RMC

"Ils ont attaqué la maison France", dénonce Benjamin Griveaux après l'intrusion dans son ministère

RMC
Une quinzaine d'individus ont défoncé la porte du ministère de Benjamin Griveaux à l'aide d'un chariot élévateur. Ils ont ensuite vandalisé plusieurs véhicules avant de prendre la fuite.

C’est un nouveau symbole auquel s’en sont pris des "gilets jaunes" samedi à Paris. En marge de la mobilisation, des manifestants ont, avec un engin de chantier, transpercer la porte d’un ministère avant de s’introduire dans les locaux provoquant l’évacuation du porte-parole du gouvernement Benjamin Griveaux. 
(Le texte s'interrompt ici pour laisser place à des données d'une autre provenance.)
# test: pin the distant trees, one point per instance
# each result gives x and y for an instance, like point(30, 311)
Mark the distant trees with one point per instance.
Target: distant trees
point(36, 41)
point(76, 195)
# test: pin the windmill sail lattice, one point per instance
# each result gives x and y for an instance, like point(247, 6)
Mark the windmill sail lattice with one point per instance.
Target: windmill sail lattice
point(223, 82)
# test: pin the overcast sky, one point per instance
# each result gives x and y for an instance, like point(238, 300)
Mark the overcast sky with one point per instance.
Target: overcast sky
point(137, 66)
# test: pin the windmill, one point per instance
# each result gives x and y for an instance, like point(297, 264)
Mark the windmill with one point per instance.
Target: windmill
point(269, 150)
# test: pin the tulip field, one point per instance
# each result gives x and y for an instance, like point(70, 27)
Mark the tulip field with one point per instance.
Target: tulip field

Il est environ 16h30 lorsqu’une quinzaine d’individus, cagoulés et habillés de noir pour certains, d’autres portant des gilets jaunes, s’approchent du bâtiment. Ils foncent sur la porte du ministère avec un chariot élévateur enfoncent la porte et pénètrent alors dans la cour où ils vandalisent plusieurs voitures avant de repartir rapidement. 

Pendant ce temps, l'officier de sécurité prévient le secrétaire d’Etat au travail dans son bureau qu'il faut évacuer au plus vite. Le porte-parole du gouvernement son équipe sortent en urgence par l'arrière du bâtiment. Pour Benjamin Griveaux: c'est la forme démocratique du gouvernement qui a été attaquée. 

"Ceux qui ont utilisé aujourd’hui un engin pour enfoncer la porte de ce ministère, ils ont attaqué la maison France. C’est le fait, à nouveau, d’une minorité, mais qui appelle en permanence à l’insurrection, à renverser le gouvernement, à armer la population. Lorsqu’un ministère est attaqué, lorsqu’un bâtiment public est attaqué, lorsqu’on s’en prend à un membre du gouvernement, à un parlementaire, à un élu local, évidemment que c’est gravissime. Ceux qui veulent radicaliser le mouvement, l’instrumentaliser politiquement, ils trouveront toujours face à eux une République qui se tient debout », a-t-il déclaré.

Macron promet que "justice sera faite"

Une enquête a été confiée au troisième district de la police judiciaire de Paris pour des faits de dégradations et d'intrusion dans les locaux du secrétariat d'état de Benjamin Griveaux. Après cette nouvelle journée de mobilisation, Emmanuel Macron a de nouveau dénoncé les violences dans un tweet. "Une fois encore, une extrême violence est venue attaquer la République - ses gardiens, ses représentants, ses symboles. Ceux qui commettent ces actes oublient le cœur de notre pacte civique. Justice sera faite. Chacun doit se ressaisir pour faire advenir le débat et le dialogue". 

Chez Les Républicains aussi, on juge les scènes de samedi inacceptables. "Nous condamnons avec la plus grande fermeté toutes ces violences, les violences contre monsieur Griveaux et son ministère, les violences contre nos forces de police. S’attaquer à ces symboles de la République, c’est inadmissible, rien ne le justifie. On est monté encore d’un cran et il faut maintenant que les choses cessent", indique Laurence Saillet porte-parole des LR.